Also by Charlene Weir

Copyright

 

To Jackie and Ariana and Jake

Acknowledgments

Thanks are owed to Detective David Peres of the Daly City, California, Police Department and Sergeant David Hubbel of the Lawrence, Kansas, Police Department.

Special thanks go to all the wonderful people at Alta Bates Hospital.

Any errors are mine alone.

1

W
HOEVER IT WAS
won't get away with it. Dorothy strode into the relative gloom of the open garage behind the medical building and ran the back of her hand across her forehead. March may have come in like a lion, but it went out like a drenched cat. All the rain left the air so sticky with humidity it felt like flypaper. The heat was getting to her; she felt a little sick. Or maybe it was because she was so angry. Fingers spread, she pushed at the blond hair that clung damply to her face.

Snapping the folded newspaper under one arm, she lifted the lid of the trash can near the rear door, dropped in something, and carried the remains of her lunch inside.

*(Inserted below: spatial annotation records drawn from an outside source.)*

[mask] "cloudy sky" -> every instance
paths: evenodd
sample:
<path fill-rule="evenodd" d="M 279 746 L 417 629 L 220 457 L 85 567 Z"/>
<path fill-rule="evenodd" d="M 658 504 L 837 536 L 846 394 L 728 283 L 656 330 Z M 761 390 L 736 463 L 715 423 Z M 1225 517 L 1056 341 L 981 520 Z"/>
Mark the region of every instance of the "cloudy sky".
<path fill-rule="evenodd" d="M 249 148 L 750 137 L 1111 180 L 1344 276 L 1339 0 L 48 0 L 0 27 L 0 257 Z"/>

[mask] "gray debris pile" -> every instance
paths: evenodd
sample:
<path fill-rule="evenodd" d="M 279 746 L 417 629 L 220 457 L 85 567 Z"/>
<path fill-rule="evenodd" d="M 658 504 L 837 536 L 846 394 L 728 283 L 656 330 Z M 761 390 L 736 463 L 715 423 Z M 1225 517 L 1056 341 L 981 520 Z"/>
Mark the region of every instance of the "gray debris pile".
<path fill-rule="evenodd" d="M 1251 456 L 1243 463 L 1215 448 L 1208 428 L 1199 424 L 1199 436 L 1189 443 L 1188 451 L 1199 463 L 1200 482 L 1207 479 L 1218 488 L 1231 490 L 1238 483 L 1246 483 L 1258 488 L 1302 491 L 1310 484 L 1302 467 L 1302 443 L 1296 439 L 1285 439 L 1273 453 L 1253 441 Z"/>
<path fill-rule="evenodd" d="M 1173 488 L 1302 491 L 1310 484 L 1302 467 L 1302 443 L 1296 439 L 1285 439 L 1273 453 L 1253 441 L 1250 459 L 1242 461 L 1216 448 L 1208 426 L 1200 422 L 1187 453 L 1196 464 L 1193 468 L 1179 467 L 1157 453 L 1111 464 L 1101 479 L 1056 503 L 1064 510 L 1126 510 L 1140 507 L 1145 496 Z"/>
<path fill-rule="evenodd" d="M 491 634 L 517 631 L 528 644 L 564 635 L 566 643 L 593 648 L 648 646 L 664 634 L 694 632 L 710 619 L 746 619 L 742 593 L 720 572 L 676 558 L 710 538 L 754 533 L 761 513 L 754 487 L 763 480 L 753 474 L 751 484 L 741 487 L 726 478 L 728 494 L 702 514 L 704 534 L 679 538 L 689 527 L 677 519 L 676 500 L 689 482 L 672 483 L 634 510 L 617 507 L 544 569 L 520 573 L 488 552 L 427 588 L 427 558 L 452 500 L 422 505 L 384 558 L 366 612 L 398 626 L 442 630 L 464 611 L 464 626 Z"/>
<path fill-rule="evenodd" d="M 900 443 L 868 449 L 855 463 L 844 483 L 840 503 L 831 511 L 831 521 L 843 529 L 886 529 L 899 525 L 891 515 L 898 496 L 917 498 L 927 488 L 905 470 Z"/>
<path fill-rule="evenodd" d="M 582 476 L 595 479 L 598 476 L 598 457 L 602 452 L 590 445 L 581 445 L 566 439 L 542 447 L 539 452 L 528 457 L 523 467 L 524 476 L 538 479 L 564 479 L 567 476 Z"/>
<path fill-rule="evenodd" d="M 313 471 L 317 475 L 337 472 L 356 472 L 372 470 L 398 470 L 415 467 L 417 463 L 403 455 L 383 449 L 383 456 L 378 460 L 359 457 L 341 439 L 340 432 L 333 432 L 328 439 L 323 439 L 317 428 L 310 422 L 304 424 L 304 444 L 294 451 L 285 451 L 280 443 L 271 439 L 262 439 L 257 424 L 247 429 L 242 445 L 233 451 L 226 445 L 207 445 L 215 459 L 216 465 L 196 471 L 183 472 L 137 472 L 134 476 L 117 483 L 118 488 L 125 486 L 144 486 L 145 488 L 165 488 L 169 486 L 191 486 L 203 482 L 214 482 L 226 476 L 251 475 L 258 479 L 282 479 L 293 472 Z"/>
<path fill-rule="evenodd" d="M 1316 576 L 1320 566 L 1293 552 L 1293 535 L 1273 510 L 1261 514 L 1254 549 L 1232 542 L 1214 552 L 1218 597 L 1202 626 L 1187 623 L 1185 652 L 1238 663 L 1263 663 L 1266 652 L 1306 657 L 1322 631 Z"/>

The air conditioning raised bumps on her sweaty, bare arms. She took a moment to smooth the skirt of her tan dress, adjust the navy belt, and compose her face, before walking along the carpeted corridor to the waiting room. One elderly lady sat in a brown tweed armchair.

“Oh, Doctor, there you are.” Debra Cole, a young woman with soft brown hair and doelike eyes, looked up from the reception desk with a worried frown. She plucked at the cuff of the long-sleeved white blouse she wore with her green skirt. “Mrs. Clinkenbeard's been waiting, and there was—”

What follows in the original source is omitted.